Using regex on fuse esb
rogelio_sevilla1 Jul 19, 2011 1:56 PMHello everyone:
I don't know if this is the right place to ask this question but here it goes.
I'm building a camel route which gets an html code and then, it applies a regular expression match to extract certain data.
I know the regex works right when deployed as a simple java app. But i know that fuse ESB is a multi threaded enviroment so, there are more difficulties when using non thread safe code.

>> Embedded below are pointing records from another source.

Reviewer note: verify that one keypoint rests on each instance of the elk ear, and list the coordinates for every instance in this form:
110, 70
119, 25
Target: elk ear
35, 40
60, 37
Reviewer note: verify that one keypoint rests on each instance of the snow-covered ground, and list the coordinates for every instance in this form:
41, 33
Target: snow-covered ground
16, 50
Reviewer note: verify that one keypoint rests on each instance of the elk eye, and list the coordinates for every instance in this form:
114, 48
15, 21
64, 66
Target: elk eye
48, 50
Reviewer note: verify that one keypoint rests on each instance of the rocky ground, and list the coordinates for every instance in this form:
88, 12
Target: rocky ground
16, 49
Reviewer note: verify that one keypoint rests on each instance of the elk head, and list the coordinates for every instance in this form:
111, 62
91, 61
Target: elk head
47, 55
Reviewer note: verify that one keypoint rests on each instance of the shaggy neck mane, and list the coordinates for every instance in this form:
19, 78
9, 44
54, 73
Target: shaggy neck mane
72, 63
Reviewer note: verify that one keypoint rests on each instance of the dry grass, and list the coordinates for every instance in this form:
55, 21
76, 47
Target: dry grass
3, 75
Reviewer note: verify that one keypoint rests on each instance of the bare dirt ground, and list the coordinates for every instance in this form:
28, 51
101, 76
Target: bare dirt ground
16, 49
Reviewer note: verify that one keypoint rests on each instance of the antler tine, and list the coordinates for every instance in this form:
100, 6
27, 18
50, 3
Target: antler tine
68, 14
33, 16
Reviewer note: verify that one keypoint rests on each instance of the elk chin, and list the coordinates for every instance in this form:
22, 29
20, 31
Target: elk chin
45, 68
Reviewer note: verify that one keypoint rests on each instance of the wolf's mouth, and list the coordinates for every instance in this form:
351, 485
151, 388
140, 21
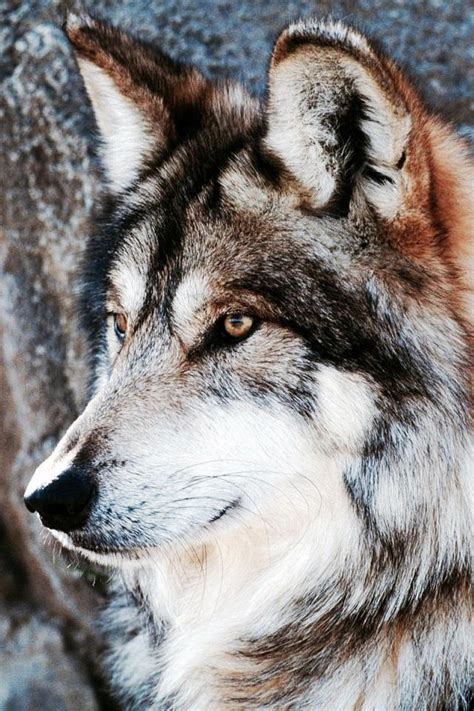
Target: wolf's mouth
80, 544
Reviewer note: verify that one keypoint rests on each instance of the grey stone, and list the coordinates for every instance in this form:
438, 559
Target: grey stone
50, 186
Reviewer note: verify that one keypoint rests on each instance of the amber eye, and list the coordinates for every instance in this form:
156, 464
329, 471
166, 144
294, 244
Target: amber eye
238, 325
120, 326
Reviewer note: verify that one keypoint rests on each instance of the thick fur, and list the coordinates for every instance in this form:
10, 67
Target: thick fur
290, 515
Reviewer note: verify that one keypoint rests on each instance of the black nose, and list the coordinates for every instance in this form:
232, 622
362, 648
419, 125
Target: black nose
65, 503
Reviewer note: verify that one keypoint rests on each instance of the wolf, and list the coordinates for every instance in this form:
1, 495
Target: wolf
276, 458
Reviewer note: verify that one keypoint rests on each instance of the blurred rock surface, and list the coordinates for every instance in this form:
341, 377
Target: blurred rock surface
50, 186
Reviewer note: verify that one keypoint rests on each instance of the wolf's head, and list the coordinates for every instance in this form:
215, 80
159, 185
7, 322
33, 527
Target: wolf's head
276, 305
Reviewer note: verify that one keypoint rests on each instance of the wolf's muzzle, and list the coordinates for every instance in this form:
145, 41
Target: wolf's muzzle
65, 503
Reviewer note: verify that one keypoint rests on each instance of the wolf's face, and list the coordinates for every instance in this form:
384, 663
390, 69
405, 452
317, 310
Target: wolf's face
267, 302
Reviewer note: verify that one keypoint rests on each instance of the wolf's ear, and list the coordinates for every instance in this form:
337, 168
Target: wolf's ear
138, 94
338, 115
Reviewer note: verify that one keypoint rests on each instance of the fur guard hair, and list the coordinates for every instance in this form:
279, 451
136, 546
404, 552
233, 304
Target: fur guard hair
289, 513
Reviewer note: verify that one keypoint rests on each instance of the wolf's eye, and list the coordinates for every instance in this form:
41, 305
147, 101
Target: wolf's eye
120, 326
238, 325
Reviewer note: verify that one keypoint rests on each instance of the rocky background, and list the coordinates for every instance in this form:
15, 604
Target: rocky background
51, 184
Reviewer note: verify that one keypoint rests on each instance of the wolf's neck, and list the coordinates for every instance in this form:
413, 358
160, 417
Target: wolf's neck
265, 595
241, 583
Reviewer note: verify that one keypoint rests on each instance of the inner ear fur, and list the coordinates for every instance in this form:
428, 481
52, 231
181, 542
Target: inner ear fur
340, 115
348, 125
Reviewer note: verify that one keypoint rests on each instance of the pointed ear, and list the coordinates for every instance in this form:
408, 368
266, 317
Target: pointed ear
136, 92
338, 116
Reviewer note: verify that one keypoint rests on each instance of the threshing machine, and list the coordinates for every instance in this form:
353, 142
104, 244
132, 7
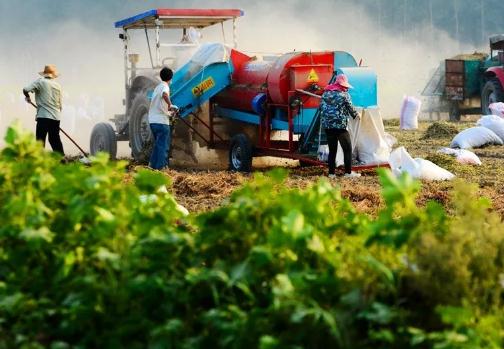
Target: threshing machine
252, 106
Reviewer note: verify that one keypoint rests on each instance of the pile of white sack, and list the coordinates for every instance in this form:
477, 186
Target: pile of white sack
489, 130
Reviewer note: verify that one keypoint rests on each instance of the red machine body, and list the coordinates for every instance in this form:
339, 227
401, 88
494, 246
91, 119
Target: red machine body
291, 71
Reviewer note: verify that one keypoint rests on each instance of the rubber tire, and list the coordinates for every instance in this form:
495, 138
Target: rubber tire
491, 86
140, 148
103, 139
241, 143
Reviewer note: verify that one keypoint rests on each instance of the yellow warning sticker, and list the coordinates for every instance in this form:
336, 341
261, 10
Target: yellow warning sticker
204, 86
312, 77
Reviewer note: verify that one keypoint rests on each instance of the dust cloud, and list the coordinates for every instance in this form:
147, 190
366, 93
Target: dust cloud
90, 61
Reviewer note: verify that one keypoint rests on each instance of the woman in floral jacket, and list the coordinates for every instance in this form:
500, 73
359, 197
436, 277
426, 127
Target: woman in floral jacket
336, 107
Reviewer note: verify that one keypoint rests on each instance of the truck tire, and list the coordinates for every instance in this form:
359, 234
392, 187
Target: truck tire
240, 153
103, 139
492, 92
140, 135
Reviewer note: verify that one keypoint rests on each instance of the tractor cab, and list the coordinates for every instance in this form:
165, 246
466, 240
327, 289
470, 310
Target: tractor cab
493, 83
171, 37
497, 48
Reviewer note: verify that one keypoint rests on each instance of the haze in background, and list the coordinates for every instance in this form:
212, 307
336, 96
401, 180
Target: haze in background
78, 36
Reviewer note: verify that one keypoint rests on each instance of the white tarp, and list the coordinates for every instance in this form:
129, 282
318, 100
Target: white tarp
497, 109
209, 53
409, 113
401, 161
370, 143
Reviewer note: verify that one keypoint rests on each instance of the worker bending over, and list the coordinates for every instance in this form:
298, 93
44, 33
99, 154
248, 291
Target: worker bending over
159, 111
48, 98
336, 107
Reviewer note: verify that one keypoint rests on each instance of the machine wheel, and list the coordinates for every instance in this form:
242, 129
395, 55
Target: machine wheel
240, 153
454, 112
492, 92
103, 139
139, 130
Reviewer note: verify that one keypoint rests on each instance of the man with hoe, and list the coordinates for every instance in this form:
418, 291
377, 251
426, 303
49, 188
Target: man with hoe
48, 102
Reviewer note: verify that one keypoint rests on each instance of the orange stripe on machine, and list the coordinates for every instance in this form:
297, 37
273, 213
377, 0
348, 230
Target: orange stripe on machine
204, 86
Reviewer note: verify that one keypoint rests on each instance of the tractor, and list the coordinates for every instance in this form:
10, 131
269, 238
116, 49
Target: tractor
469, 83
249, 105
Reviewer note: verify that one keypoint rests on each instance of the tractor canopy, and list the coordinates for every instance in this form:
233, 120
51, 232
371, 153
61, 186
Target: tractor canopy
164, 18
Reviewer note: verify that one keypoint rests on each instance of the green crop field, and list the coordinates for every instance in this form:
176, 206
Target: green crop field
98, 257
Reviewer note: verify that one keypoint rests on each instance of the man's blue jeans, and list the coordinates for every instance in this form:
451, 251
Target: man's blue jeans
159, 156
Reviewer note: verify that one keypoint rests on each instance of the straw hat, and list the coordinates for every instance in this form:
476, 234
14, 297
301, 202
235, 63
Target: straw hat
342, 80
50, 71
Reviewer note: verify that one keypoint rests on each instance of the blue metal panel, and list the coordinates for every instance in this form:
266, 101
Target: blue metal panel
238, 115
125, 22
300, 121
364, 81
343, 59
200, 87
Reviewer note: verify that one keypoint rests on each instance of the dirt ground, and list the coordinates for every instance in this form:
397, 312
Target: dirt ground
201, 190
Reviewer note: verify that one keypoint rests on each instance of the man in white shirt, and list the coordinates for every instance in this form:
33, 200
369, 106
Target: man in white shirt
48, 98
159, 110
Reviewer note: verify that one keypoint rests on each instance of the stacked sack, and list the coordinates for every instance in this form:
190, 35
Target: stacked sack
490, 130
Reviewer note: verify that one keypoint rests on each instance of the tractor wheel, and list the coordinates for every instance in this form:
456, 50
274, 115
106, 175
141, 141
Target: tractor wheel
103, 139
240, 154
493, 92
140, 135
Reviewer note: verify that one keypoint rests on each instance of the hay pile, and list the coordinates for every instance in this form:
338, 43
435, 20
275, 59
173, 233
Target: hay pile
440, 129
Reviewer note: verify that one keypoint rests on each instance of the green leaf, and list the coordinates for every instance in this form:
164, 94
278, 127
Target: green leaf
37, 235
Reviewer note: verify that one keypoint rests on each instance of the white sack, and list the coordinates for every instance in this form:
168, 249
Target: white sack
409, 113
475, 137
372, 144
432, 172
463, 156
494, 123
400, 161
497, 109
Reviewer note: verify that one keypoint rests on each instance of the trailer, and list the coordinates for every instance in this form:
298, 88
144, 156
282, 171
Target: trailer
252, 106
468, 83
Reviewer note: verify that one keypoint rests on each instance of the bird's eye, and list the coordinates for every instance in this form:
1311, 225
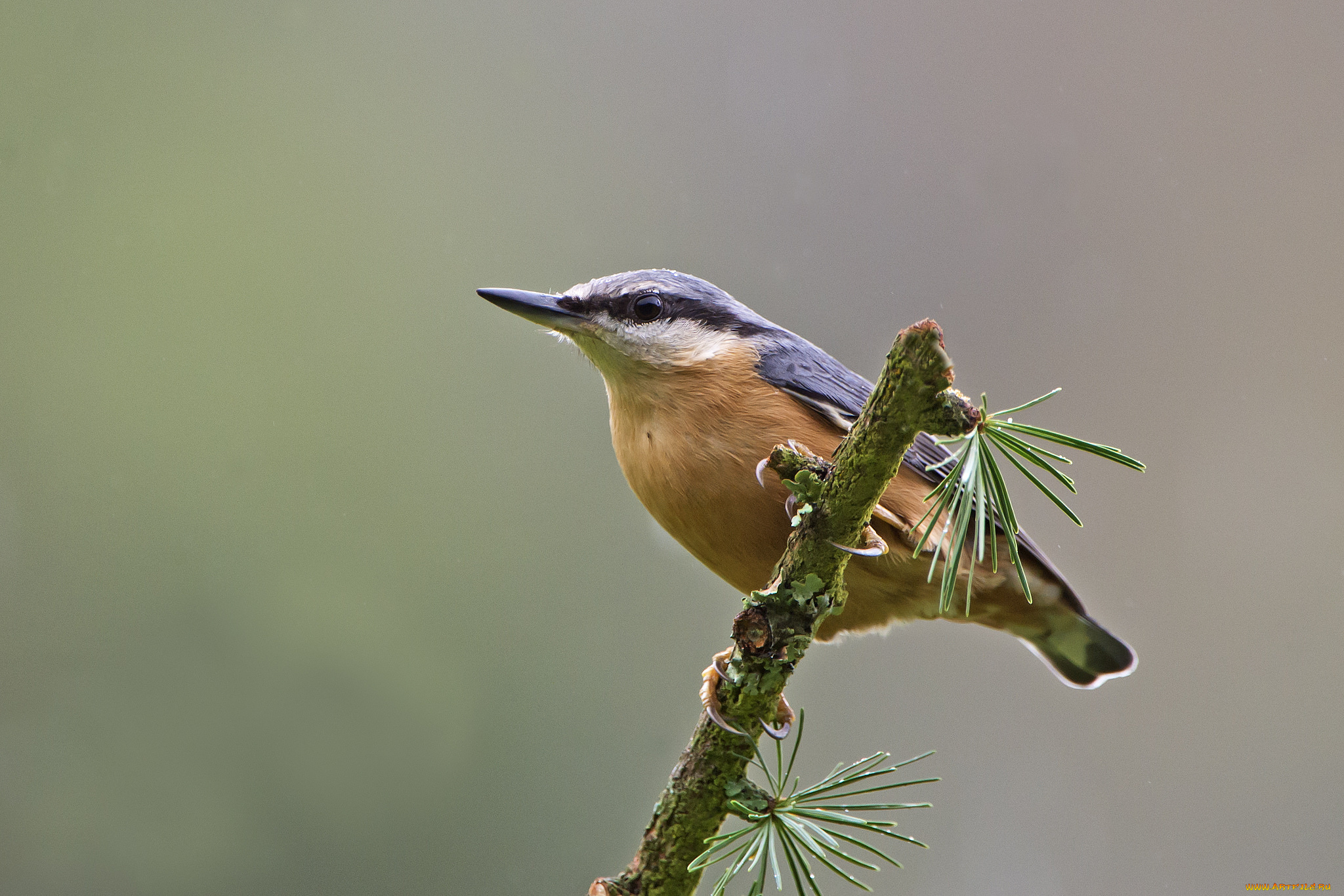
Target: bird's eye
646, 308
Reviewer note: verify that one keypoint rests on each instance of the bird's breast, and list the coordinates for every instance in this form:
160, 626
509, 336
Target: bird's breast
690, 449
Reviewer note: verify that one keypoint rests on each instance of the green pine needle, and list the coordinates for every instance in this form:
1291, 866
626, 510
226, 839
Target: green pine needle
801, 824
976, 500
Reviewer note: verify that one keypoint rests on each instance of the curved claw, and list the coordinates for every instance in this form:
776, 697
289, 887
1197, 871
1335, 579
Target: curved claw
786, 712
875, 546
710, 691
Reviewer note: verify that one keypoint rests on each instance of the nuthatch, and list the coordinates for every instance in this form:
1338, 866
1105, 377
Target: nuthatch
702, 387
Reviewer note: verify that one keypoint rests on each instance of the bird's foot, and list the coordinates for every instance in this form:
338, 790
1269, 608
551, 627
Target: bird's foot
717, 672
874, 544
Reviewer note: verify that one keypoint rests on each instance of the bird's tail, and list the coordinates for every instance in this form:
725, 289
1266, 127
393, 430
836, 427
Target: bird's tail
1081, 652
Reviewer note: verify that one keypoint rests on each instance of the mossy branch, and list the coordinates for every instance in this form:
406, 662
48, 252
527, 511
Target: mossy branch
777, 624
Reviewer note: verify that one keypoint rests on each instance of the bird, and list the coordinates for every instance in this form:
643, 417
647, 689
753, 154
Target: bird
701, 388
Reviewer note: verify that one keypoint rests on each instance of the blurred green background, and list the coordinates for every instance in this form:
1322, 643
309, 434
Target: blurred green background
318, 574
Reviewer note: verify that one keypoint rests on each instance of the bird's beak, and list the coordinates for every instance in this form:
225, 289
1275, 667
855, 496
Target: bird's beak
539, 308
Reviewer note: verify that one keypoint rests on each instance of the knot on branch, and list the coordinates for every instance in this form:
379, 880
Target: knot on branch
924, 344
751, 629
793, 458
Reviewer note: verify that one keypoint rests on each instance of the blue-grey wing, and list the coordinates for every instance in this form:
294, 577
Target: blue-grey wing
800, 369
828, 387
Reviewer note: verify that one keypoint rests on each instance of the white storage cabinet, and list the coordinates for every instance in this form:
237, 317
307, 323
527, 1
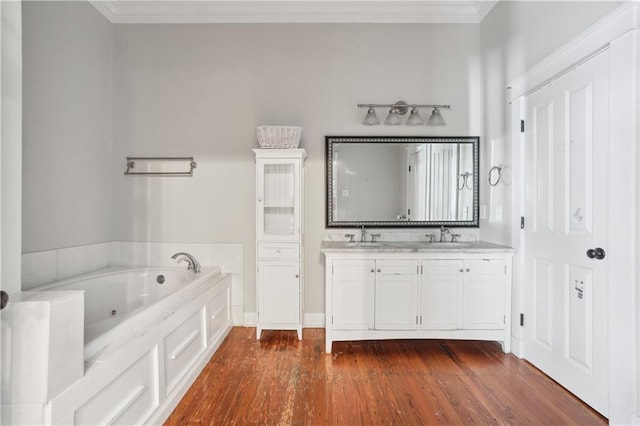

To be honest, i'm not a multi-thread advanced coder, so I was wondering if anyone here has some advice on using regex on fuse esb. this is the method i'm using:
private static final Pattern regex = Pattern.compile("link href='(.*)'");
public String getUrls(@Body String htmlcode) {
Matcher matcher = regex.matcher(htmlcode);
StringBuffer urls = new StringBuffer("");
synchronized(this){
matcher.matches();
matcher.find();
while (matcher.find()) {
urls.append(matcher.group(1));
urls.append("\n");
}
matcher.reset();
}
return urls.toString();
}
What i want to get in here is a list of urls. Curiously, when i extract the url list, around 8 links from 150 are totally wrong. something like:
htp:/wrong_url.com?a=asdsa
h:/wrong_url.com?asdsa
I know my regex is fine because i'm executing this code every 5 minutes using a quartz component, and the next time the match is executed (on the exact same html code), the wrong urls are extracted correctly, and then, some others are now extracted incorrectly :-S .I thought the synchronized block would fix this, but not.
I've been dealing with this problem for a couple of days without success; does anyone has any experience on fuse esb regex usage that could shed some light on this??.
thanks a lot in advance.
Edited by: rogelio_sevilla1 on Jul 19, 2011 5:56 PM